We are currently testing the pipeline route, but its taking too long to copy over the data. We had to cancel the current run of this pipeline since its still running after 8 hours.
Hi @trebllaw,
Perhaps you can try to use shortcut feature to getting data. It will create a shortcut to load data from remote data source without data movement.
Since current not support direct create oracle shortcut, you may need to mapping oracle data to supported data source(e.g. Azure, Dataverse…), then you can use shortcut to getting data from azure.
Unify data sources with OneLake shortcuts - Microsoft Fabric | Microsoft Learn
Regards,
Xiaoxin Sheng
As much as possible, we'd like to avoid additional costs from using Azure since we are already paying for 3 P3 capacities as of the moment. That is why we didnt go the use staging route as that would consume Data Lake Gen 2 storage, which is an additional cost.
HI @trebllaw,
Perhaps you can consider using sempy link which can used to getting data from Semantic model.
What is semantic link? - Microsoft Fabric | Microsoft Learn
You can design a PBI report on desktop with live connection model to the oracle data source and publish it to power bi service workspace that assigned with fabric capacity.
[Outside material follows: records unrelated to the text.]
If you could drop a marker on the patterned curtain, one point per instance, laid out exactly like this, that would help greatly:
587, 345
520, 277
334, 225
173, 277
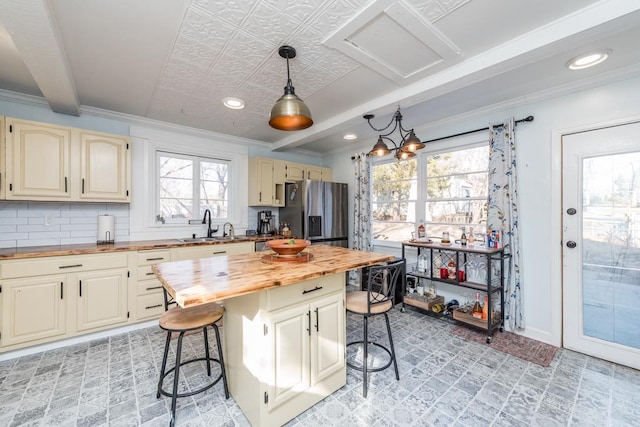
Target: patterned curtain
503, 214
362, 217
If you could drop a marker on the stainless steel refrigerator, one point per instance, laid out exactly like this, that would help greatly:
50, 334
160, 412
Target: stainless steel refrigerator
317, 211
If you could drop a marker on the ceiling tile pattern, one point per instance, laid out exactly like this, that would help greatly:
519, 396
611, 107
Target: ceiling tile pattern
175, 61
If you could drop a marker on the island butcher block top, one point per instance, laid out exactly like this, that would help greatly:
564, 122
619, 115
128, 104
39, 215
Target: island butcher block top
205, 280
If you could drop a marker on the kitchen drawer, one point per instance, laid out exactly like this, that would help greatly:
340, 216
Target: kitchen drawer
148, 306
304, 291
149, 287
154, 256
145, 273
61, 264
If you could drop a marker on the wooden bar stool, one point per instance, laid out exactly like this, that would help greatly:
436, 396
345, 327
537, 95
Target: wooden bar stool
180, 320
378, 298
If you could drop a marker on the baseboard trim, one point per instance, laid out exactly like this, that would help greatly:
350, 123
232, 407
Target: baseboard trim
13, 354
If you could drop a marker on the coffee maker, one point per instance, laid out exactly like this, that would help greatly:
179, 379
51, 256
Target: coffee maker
264, 223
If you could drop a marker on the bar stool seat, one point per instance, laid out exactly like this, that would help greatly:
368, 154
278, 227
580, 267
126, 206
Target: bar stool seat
180, 320
377, 299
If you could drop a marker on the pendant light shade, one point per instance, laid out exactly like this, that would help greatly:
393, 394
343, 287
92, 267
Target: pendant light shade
289, 112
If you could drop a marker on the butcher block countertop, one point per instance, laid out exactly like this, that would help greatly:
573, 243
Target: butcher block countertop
205, 280
94, 248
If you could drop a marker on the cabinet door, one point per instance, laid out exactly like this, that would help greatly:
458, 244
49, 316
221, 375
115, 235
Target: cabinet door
101, 299
104, 168
289, 364
260, 182
33, 309
294, 172
328, 337
314, 173
3, 174
37, 161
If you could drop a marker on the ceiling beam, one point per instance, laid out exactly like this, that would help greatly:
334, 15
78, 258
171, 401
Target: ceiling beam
33, 31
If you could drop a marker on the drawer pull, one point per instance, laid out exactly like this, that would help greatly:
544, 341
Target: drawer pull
70, 266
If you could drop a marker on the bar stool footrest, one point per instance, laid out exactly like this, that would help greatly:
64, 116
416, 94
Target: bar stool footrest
200, 390
378, 369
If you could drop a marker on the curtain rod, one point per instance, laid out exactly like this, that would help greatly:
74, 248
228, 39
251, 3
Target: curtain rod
526, 119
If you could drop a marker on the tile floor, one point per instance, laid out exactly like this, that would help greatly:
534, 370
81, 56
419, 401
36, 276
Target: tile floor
445, 381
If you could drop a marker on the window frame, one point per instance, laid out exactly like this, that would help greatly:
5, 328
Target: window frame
433, 148
195, 185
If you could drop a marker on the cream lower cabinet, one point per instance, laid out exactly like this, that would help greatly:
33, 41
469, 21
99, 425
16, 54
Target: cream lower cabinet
33, 309
301, 329
49, 298
102, 299
149, 296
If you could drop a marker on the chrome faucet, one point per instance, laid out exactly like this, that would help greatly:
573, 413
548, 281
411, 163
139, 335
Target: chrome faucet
224, 227
204, 221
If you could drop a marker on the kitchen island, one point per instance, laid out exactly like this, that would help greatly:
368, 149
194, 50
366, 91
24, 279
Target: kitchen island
284, 323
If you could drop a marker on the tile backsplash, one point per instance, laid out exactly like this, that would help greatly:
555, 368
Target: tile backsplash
39, 223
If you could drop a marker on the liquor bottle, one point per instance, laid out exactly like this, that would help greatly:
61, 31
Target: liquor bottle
476, 311
422, 234
485, 308
422, 263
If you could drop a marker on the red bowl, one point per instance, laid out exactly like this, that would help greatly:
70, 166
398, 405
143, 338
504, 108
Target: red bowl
288, 246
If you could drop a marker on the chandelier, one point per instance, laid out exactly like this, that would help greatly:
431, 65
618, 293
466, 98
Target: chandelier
408, 142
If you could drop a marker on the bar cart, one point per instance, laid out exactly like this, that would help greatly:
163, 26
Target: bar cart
472, 267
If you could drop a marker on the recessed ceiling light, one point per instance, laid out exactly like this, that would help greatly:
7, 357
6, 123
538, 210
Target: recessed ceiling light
233, 103
589, 59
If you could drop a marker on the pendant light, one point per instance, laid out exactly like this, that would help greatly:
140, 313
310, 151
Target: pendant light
289, 112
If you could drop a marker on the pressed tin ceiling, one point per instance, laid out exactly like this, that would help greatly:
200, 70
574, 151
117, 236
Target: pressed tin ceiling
176, 61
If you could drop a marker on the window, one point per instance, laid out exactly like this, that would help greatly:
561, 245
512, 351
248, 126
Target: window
456, 191
446, 189
393, 199
189, 185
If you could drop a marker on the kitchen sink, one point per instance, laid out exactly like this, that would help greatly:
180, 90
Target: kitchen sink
199, 239
212, 239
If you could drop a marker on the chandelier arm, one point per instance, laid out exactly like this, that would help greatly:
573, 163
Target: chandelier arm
395, 146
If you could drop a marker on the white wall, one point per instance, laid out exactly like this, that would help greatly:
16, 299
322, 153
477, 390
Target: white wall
539, 183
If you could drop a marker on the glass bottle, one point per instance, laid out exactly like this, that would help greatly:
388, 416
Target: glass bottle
476, 311
485, 308
422, 234
422, 263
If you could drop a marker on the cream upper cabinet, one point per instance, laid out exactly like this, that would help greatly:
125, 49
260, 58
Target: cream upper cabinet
104, 166
54, 163
37, 161
294, 172
33, 309
260, 182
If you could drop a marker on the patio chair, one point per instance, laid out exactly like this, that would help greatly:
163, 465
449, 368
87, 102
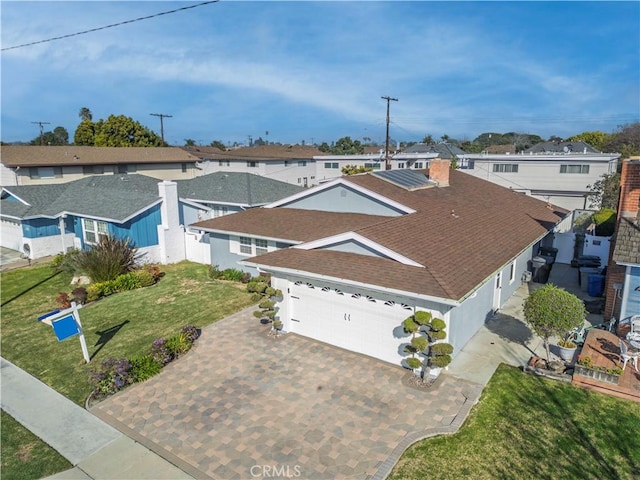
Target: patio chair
625, 356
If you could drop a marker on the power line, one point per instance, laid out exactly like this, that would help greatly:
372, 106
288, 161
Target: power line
109, 26
161, 115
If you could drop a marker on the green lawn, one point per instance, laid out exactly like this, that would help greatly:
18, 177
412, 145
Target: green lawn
126, 322
528, 427
25, 456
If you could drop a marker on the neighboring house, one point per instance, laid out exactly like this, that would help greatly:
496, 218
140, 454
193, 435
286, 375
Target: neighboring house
355, 256
53, 218
558, 173
36, 165
288, 163
622, 289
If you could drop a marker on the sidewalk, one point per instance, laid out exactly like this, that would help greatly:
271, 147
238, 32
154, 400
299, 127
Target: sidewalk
97, 450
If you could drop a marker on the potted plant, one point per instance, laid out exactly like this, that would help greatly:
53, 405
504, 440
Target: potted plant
567, 350
551, 311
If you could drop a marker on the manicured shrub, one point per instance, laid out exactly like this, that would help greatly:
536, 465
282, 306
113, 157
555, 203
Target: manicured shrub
80, 295
145, 277
144, 367
63, 301
128, 281
112, 375
160, 352
192, 333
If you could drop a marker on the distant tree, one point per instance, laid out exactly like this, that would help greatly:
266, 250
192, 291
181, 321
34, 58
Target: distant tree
354, 169
625, 141
346, 146
604, 193
122, 131
59, 136
219, 145
85, 114
596, 139
85, 133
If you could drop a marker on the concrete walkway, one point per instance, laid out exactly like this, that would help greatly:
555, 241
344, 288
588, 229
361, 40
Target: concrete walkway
97, 450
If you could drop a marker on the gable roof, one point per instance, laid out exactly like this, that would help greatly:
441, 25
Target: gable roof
263, 152
109, 197
462, 235
289, 224
236, 188
38, 156
627, 249
445, 150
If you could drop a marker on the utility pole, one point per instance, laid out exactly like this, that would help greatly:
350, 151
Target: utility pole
387, 160
41, 134
161, 115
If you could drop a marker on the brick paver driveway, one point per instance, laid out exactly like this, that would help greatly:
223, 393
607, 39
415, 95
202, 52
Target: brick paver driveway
241, 404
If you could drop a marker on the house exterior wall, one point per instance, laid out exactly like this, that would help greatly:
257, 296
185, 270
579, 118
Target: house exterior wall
542, 179
293, 171
339, 198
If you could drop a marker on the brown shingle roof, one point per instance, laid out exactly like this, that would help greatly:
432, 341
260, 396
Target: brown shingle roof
462, 234
263, 152
37, 156
289, 223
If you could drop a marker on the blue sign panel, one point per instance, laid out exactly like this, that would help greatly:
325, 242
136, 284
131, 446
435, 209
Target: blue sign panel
65, 327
After you assign gateway to handle its refresh, you can use notebook to getting data from that model and loading to Lakehouse.
Semantic link and Power BI connectivity - Microsoft Fabric | Microsoft Learn
Regards,
Xiaoxin Sheng
Unfortunately, this wouldnt work for us since we are going to be loading huge amount of data from multiple FACT tables.
The main reason we are trying to use pipelines is that it is advertised to be the ideal option to move large amounts of data, being able to load petabytes of data pretty quick, but based from our tests, we are getting about 5Kb/s of throughput. For 3.5, we only managed to process and transfer about 1.5M rows. We may be doing something wrong here we are not sure.
Here are some of the things that might be of note:
1. Oracle source system isnt partitioned.
2. We've set the pipeline to dynamic partitioning and set one of the key fields as index.
3. Parallel copies automatically set to 3
Hi,
I'm encountering the same performance issues in my testing. Have you had any success? I'm also loading very large onprem oracle tables that are not partitioned into MS Fabric Lakehouses.
HI @trebllaw,
What type of SKU are you worked? The endpoint and data pipeline also existed data read/write limitations. You can check the following links to know more about them if they helps for your scenario:
What is Power BI Premium? - Power BI | Microsoft Learn
Data Factory limitations overview - Microsoft Fabric | Microsoft Learn
Regards,
Xiaoxin Sheng
Currently with our testing, it would be a one time thing since we are trying to replicate what we have in the on prem oracle warehouse to the Fabric Lakehouse.
In the future, we would also like do updates on the Lakehouse whenever the warehouse changes, maybe this would be scheduled like once a day or something.
Its a direct copy and paste, no transformation whatsoever. Well, does changing of the detected datatype count? Sometimes Fabric detects the data type of a column as float when really its an integer, so we change that during the copy.